En 1935, la marque Auto Union — ancêtre d’Audi — marquait l’histoire de l’automobile en établissant une série de records de vitesse avec ses fameuses Silver Arrows. La plupart de ces bolides futuristes ont disparu après leurs exploits, mais l’un d’eux, la Lucca, vient d’être recréé à l’identique par Audi.
Ce streamliner surpuissant, équipé d’un moteur V16 compressé, avait atteint une vitesse moyenne de 199 km/h lors d’un essai en vol le 15 février 1935, avec un pic à 203 km/h. Un exploit remarquable pour l’époque, d’autant que le record fut établi non pas sur un circuit, mais sur une portion droite de l’autoroute italienne, près de la ville de Lucca, à 20 km au nord-est de Pise.
Les conditions météo défavorables en Hongrie, initialement prévue pour l’essai, ont contraint Auto Union à se rabattre sur l’Italie, où la neige recouvrait encore le nord du pays. Pilotée par Hans Stuck — père du célèbre pilote Hans-Joachim Stuck — la Lucca fut saluée par la presse de l’époque comme la voiture de course la plus rapide du monde, surnommée Rennlimousine.

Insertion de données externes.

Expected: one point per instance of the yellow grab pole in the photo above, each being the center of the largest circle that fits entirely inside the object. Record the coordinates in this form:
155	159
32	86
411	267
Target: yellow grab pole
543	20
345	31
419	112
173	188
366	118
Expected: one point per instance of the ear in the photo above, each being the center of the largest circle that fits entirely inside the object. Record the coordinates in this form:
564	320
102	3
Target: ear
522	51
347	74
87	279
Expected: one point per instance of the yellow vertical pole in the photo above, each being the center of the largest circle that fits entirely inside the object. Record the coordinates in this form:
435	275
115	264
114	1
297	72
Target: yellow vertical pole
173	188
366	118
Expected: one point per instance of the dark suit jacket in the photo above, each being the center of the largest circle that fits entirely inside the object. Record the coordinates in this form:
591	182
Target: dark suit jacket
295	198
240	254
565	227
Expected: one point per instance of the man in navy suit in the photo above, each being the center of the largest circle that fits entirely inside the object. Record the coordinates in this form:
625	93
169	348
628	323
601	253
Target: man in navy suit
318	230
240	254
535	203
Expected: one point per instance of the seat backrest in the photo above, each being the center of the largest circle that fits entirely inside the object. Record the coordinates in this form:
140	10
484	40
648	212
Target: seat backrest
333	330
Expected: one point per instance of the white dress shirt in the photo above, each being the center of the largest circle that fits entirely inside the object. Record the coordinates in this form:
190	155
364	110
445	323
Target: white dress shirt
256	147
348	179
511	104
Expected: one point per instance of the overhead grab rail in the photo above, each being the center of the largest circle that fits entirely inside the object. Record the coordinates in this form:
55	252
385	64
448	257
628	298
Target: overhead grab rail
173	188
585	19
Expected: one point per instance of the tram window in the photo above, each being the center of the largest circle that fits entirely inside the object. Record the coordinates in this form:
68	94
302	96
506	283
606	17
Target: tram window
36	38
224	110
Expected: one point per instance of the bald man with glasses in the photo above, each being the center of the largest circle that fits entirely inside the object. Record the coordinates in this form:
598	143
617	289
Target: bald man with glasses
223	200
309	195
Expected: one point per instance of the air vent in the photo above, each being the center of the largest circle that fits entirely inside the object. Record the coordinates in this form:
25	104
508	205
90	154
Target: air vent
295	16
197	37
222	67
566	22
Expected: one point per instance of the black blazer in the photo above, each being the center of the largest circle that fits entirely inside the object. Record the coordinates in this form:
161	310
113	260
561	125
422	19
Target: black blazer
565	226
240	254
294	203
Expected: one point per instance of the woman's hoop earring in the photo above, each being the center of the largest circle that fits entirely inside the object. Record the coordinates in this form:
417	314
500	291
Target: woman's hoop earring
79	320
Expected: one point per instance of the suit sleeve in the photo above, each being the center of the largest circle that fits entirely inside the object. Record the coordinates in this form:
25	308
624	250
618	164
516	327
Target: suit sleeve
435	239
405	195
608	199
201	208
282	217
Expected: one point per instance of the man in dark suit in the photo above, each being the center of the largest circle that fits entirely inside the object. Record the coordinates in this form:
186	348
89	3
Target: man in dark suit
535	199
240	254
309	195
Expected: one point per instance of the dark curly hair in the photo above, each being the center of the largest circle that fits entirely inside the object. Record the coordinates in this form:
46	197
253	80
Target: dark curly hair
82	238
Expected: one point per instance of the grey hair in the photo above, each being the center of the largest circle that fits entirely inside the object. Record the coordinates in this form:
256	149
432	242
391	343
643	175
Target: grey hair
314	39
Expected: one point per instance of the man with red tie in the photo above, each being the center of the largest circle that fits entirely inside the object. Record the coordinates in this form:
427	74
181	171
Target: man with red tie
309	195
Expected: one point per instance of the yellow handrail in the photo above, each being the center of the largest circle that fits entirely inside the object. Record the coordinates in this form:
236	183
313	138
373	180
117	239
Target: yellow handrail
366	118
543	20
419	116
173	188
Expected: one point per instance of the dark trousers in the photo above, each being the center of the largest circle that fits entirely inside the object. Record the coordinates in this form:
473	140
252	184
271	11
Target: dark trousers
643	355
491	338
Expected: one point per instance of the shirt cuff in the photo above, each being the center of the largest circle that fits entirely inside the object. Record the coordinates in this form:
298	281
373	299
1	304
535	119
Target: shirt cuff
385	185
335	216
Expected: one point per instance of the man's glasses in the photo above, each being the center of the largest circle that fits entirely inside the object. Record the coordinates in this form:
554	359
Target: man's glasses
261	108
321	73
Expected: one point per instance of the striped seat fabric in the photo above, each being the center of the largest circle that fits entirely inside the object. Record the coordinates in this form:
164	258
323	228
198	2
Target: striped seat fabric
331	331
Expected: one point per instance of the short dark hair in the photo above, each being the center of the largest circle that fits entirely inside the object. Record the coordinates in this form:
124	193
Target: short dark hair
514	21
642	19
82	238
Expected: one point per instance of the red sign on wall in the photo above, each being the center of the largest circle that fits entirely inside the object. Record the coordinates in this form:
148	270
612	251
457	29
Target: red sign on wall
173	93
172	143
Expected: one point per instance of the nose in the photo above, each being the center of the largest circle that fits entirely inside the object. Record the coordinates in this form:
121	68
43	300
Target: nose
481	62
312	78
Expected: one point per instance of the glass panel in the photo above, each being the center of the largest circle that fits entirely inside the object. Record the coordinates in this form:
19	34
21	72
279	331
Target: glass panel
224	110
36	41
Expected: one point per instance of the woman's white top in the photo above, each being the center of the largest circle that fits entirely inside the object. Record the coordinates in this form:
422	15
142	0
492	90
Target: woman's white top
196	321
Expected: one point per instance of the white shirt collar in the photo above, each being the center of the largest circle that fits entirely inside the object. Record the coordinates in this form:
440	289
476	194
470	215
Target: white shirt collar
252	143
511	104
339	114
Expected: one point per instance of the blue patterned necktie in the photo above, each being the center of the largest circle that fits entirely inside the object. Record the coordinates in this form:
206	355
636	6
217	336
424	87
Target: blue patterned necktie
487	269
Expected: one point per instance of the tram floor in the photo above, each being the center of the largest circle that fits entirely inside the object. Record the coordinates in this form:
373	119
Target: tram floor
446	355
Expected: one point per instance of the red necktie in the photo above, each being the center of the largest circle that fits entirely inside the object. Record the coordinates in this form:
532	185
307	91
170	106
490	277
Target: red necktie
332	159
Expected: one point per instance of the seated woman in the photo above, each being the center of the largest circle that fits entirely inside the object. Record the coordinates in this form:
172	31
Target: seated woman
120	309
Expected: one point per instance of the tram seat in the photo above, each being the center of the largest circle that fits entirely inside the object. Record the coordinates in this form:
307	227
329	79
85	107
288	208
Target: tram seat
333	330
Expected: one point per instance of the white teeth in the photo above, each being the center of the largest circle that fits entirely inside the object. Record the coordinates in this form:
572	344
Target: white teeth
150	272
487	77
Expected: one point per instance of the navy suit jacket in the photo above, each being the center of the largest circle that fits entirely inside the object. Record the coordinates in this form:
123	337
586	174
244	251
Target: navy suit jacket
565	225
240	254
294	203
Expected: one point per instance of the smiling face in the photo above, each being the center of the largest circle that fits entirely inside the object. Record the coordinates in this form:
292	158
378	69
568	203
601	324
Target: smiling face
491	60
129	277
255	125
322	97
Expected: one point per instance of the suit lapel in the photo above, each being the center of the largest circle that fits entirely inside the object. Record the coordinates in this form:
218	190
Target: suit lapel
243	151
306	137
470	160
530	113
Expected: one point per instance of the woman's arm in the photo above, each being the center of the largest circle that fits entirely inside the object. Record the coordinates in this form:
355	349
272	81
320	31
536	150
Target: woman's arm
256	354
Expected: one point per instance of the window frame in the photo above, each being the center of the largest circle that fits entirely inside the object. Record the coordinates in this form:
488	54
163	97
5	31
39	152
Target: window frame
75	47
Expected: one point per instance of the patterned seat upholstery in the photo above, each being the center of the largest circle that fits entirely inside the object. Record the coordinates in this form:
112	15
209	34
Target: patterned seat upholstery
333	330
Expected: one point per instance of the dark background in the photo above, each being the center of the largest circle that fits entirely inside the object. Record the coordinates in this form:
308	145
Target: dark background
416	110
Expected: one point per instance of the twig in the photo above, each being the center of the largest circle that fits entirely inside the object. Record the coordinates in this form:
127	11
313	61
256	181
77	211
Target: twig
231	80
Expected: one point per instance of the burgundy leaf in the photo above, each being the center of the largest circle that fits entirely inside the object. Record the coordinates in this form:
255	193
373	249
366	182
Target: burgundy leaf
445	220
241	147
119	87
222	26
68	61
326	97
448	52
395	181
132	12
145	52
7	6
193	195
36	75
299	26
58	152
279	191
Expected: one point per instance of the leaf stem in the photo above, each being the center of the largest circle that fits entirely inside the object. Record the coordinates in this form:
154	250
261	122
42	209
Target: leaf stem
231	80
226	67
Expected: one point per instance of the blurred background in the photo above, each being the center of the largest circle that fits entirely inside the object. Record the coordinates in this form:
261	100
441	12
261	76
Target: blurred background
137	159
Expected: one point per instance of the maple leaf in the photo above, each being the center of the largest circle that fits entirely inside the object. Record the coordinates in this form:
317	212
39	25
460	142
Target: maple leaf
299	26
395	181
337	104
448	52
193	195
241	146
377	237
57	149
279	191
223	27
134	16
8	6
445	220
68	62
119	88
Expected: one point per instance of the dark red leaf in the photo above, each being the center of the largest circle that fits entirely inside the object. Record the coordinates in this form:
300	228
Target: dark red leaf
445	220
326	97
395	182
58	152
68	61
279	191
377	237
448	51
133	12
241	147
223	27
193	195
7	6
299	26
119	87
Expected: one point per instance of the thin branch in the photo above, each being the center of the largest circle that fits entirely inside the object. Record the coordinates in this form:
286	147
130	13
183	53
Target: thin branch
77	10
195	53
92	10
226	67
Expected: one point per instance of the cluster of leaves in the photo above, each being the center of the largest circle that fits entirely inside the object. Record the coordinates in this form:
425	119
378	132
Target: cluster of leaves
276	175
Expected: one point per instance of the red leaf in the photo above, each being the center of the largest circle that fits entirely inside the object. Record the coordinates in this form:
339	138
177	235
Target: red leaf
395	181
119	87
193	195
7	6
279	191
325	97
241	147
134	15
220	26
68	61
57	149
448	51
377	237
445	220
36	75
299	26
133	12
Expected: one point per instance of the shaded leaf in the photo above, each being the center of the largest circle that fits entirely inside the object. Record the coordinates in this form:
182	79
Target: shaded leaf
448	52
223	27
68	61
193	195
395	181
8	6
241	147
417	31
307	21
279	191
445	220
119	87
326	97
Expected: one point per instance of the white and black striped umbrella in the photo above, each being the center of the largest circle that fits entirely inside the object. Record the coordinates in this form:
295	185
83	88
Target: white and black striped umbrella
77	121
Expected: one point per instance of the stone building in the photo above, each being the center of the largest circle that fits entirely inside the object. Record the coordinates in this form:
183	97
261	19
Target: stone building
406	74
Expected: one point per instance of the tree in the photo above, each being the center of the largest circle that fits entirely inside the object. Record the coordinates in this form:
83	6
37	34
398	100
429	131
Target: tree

Cette performance offrit à Auto Union une victoire symbolique dans la guerre des vitesses qui l’opposait à Daimler. Quelques mois plus tôt, en octobre 1934, Rudolf Caracciola avait établi un record à 196,7 km/h sur une Mercedes-Benz. La Lucca participa ensuite au 5ᵉ Grand Prix de l’Avus à Berlin, mais dut abandonner en raison de problèmes de refroidissement.
Contrairement à d’autres modèles de l’époque, souvent mis au rebut une fois dépassés, le sort exact de la Lucca originale reste flou. Seuls quelques exemplaires ont survécu, dont deux restaurés dans les années 1990. Sans voiture d’origine à restaurer, Audi a dû reconstruire la Lucca de toutes pièces.
Un projet de restauration de trois ans
Le constructeur allemand a confié cette mission à Crosthwaite Gardiner, un atelier britannique spécialisé dans la restauration des Silver Arrows. Bien qu’Audi ait fourni des archives photographiques et des documents techniques, la reconstruction a nécessité plus de trois ans de travail.
Tous les composants ont été fabriqués manuellement, car aucune pièce de rechange n’était disponible. Le défi le plus complexe ? La carrosserie ultra-aérodynamique, dont le coefficient de traînée final atteint 0,43. Audi a également demandé quelques modifications mineures, comme l’intégration du système de ventilation conçu pour la course de Berlin en 1935.
Un moteur de légende : 512 chevaux en 1936
Le cœur de la Lucca recréée pulse grâce à un moteur V16 de 6,0 litres, suralimenté, issu de l’Auto Union Type C de 1936 — une version améliorée du bloc de 5,0 litres qui propulsa la voiture originale. Avec une cylindrée de 6006 cm³, il s’agit de la plus grosse motorisation à pistons jamais utilisée par un constructeur à cette époque.
Ce bloc développe une puissance de 512 chevaux à 4500 tr/min, un chiffre impressionnant pour l’époque, obtenu grâce à un mélange carburant composé à 50 % de méthanol et 40 % de benzène.
« Ce projet illustre notre engagement à préserver l’héritage technique et sportif d’Auto Union. La Lucca incarne l’audace et l’innovation des années 1930. »
— Un porte-parole d’Audi
La Lucca recréée a été dévoilée en 2026 et représente bien plus qu’une simple copie : un hommage à l’ingénierie automobile du passé, alliant précision historique et performance exceptionnelle.